Bears, I left for that place a long time ago even though bodily Im still in this Rat Race in the lower 48!

But you nailed it friend, I planned for that Scenario some years back. ;)
 
I would rather wear those than doom and gloom glasses.

It is simply a market correction that occurs in a cycle.

Well then here's some more rosy news to get that bounce in your step.

:up:

Das is pretty droll for a math whiz, but his message is dead serious. He thinks we're on the verge of a bear market of epic proportions.

The cause: Massive levels of debt underlying the world economy system are about to unwind in a profound and persistent way.

Like an ex-mobster turning state's witness, Das has turned his back on his old pals in the derivatives biz to warn anyone who will listen -- mostly banks and hedge funds that pay him consulting fees -- that the jig is up.
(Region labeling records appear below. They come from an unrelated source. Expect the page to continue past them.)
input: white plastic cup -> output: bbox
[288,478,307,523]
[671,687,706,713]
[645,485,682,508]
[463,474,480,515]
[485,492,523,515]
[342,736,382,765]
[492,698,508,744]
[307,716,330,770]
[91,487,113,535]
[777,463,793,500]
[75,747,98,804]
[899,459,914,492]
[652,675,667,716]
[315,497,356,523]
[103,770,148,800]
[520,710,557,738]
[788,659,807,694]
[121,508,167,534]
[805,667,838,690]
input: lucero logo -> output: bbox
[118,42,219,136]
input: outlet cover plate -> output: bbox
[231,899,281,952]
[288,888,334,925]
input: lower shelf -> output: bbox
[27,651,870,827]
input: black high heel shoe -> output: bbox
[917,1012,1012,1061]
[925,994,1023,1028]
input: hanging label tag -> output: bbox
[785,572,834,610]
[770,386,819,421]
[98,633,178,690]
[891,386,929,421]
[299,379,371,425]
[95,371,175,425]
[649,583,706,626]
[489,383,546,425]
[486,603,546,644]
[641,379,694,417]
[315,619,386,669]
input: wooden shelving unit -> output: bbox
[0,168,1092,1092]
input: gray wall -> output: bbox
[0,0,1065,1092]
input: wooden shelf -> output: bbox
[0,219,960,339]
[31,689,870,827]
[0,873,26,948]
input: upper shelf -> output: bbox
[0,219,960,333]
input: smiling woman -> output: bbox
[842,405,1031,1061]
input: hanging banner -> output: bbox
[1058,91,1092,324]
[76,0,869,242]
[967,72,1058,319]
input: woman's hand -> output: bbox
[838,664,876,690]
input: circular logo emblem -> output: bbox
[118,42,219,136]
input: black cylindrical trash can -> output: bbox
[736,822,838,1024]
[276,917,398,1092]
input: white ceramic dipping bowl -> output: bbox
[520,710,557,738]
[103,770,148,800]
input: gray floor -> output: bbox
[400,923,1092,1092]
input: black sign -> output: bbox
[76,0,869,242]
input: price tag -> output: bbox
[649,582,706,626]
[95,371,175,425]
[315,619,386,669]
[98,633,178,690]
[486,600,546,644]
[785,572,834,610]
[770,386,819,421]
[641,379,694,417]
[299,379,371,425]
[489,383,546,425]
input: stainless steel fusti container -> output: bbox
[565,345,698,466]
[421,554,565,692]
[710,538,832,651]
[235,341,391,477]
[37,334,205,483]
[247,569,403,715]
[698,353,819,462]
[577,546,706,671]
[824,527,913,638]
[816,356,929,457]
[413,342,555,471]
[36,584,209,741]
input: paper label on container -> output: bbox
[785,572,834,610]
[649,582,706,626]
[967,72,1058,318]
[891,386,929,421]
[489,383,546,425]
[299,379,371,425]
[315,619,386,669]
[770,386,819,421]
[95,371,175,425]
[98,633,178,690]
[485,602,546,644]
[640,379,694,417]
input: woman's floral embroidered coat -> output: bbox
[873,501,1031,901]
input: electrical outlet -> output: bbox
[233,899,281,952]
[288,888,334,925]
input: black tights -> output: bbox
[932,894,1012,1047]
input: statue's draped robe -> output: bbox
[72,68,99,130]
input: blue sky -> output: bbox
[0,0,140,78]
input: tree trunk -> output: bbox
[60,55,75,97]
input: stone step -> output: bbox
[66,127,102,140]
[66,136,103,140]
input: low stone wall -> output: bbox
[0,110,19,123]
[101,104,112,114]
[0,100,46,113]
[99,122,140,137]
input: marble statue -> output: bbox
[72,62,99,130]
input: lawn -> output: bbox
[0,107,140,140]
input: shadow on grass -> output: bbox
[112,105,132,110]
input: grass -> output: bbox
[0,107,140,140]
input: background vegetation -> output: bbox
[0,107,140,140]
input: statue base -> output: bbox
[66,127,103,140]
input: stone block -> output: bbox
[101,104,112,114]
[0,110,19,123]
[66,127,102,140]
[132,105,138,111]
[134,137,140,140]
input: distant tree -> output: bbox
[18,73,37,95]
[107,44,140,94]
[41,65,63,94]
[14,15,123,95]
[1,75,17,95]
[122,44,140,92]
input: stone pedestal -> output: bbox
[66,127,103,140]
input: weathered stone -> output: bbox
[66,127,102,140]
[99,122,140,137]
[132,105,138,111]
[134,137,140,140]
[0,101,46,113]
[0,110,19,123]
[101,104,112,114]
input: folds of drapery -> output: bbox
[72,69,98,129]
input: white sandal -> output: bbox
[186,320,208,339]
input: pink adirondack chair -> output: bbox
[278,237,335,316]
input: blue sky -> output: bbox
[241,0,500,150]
Rather than joining the crowd that blames the mess on American slobs who took on more mortgage debt than they could afford and have endangered the world by stiffing lenders, he points a finger at three parties: regulators who stood by as U.S. banks developed ingenious but dangerous ways of shifting trillions of dollars of credit risk off their balance sheets and into the hands of unsophisticated foreign investors; hedge and pension fund managers who gorged on high-yield debt instruments they didn't understand; and financial engineers who built towers of "securitized" debt with math models that were fundamentally flawed.

"Defaulting middle-class U.S. homeowners are blamed, but they are merely a pawn in the game," he says. "Those loans were invented so that hedge funds would have high-yield debt to buy."